Opressão ainda existe, e não é só necessariamente "lá longe"
Ninguém tem a obrigação de dizer que é NHINCQ+
Com o reconhecimento de que pessoas NHINCQ+ existem e não são um problema a ser resolvido, há cada vez mais personagens NHINCQ+ em séries, filmes e afins. Só que, como a maioria está em ambientes di/cis/heterocêntricos, muitas vezes há um momento de "saída do armário", onde tal personagem se revela NHINCQ+ para outres personagens e para a audiência.
Acho que, por conta dessa narrativa, que provavelmente é causada pela forma que pessoas cis, hétero e perissexo possuem experiências com pessoas NHINCQ+ - de só entenderem/considerarem tais pessoas como NHINCQ+ a partir do momento que se abrem sobre isso - há uma ideia maior de que sempre há um momento na vida onde pessoas NHINCQ+ contam para sua família/sues colegas/suas amizades/etc. sobre ser NHINCQ+, em relação a décadas passadas.
Só que isso não é uma realidade pra todo mundo. Muitas pessoas esperam ter independência financeira e morar em um lugar separado antes de contar para suas famílias. Outras vivem parte de suas vidas - como relacionamentos e expressões de gênero desejades - em segredo de família, colegas e até mesmo amigues normatives. Outras pessoas guardam segredo sobre suas identidades e não agem em relação a ela suas vidas inteiras, ou boa parte delas.
Se uma pessoa vive num ambiente onde ser NHINCQ+ pode causar problemas (agressões, abuso, expulsão, etc.), não há vergonha em tentar sobreviver sem falar ou expressar nada sobre ser NHINCQ+. Se alguém quer verificar as opiniões de outras pessoas sobre o assunto, é possível usar figuras públicas ou personagens como exemplos, ou, dependendo, até mesmo páginas ou panfletos com definições de termos, ao invés de se abrir diretamente sobre ser NHINCQ+.

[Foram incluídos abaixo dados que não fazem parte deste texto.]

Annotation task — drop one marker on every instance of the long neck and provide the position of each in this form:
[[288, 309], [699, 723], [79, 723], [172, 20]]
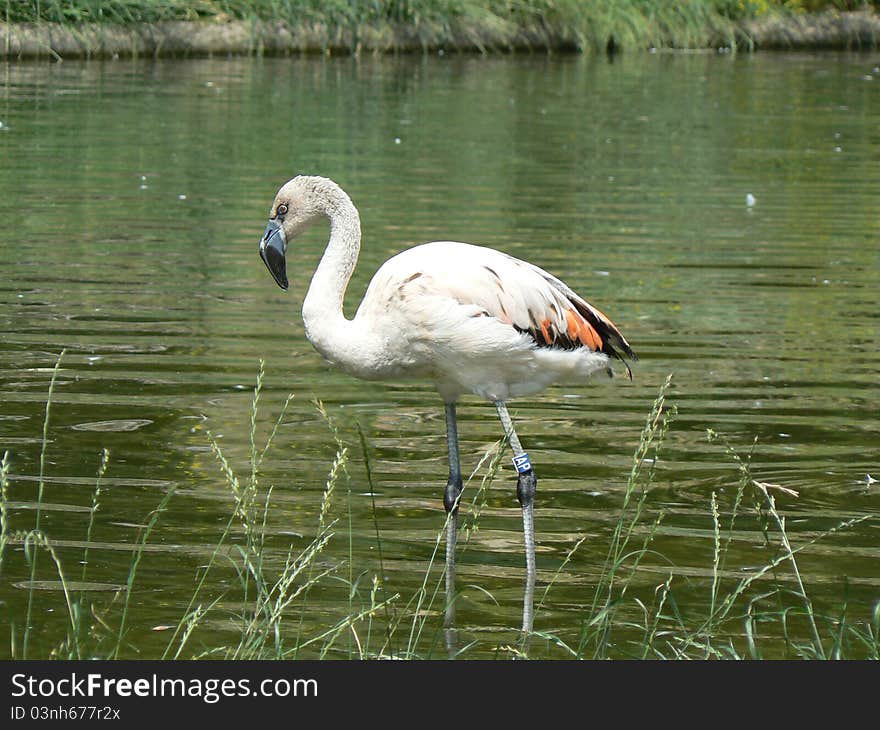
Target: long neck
[[326, 326]]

Mesmo que não haja risco, não há problemas em manter uma ou mais identidades NHINCQ+ como um assunto privado. Isso está dentro do direito de cada pessoa.
Espaços NHINCQ+ não são necessariamente livres de opressão
Não dá pra presumir que todo mundo que está em um determinado espaço baseado em identidade - mesmo um sobre ativismo ou sobre uma identidade bem específica - vai ser completamente antirracista, anticapacitista, anticissexista, antialossexista, anticapitalista e afins.

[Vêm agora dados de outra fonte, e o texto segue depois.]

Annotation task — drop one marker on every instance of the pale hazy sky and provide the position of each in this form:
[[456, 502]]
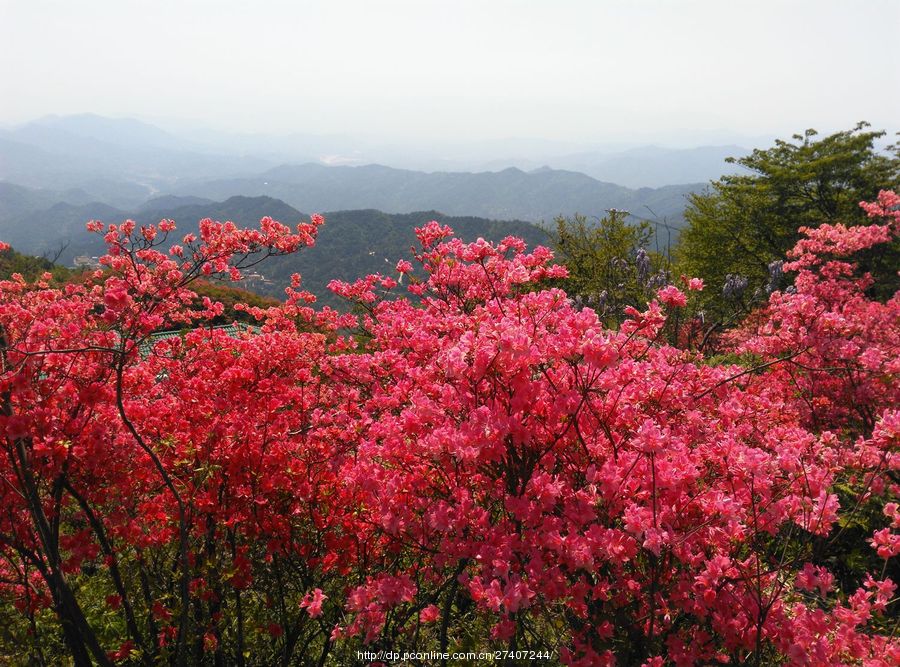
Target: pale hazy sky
[[560, 69]]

Recomendo que qualquer grupo do tipo feito para que pessoas interajam entre si e sejam acolhidas como pessoas marginalizadas em mais de um eixo tenha regras explícitas sobre não tolerar racismo, misoginia, cissexismo, diadismo, gordemisia, capacitismo, heterossexismo e afins (de forma não específica para que cubra mais do que a moderação lembrou de listar).
Também recomendo que qualquer pessoa não considere tais grupos automaticamente confiáveis e bem informados. Algumas pessoas neles podem soltar palavras estigmatizadas (sem elas serem ressignificadas), ódio contra identidades NHINCQ+ diferentes, desinformação sobre a ditadura militar ou qualquer coisa assim.

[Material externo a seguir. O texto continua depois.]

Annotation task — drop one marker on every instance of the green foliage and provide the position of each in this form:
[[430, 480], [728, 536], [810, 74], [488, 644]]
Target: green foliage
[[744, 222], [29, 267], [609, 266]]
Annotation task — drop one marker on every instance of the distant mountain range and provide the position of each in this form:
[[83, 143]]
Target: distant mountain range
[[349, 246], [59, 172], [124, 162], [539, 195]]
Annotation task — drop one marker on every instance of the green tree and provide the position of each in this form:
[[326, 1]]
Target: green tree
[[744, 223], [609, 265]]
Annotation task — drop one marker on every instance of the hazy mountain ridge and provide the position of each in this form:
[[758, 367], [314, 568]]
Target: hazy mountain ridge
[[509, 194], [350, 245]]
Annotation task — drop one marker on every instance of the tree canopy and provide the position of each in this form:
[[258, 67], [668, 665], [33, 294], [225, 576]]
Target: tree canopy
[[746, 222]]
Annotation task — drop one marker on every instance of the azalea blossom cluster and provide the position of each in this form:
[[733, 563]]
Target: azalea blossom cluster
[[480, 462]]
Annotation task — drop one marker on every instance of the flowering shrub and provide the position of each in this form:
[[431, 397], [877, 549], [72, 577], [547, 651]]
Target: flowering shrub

É importante ter espaços melhores onde tais coisas são combatidas, mas isso não é o dever de qualquer pessoa em específico (no máximo da equipe de moderação). Sinta-se livre para bloquear pessoas ou sair de grupos caso o ambiente seja tóxico demais, ou simplesmente desagradável.
Além disso, peço para que pessoas NHINCQ+ não se considerem automaticamente bem informadas ou desconstruídas por conta disso. Pessoas intersexo podem reproduzir diadismo, então como não poderiam ser heterossexistas, capacitistas ou racistas? É sempre importante ler sobre outras experiências de dentro e de fora da comunidade, entender os lados de argumentos intracomunidade e se informar sobre as várias opressões existentes.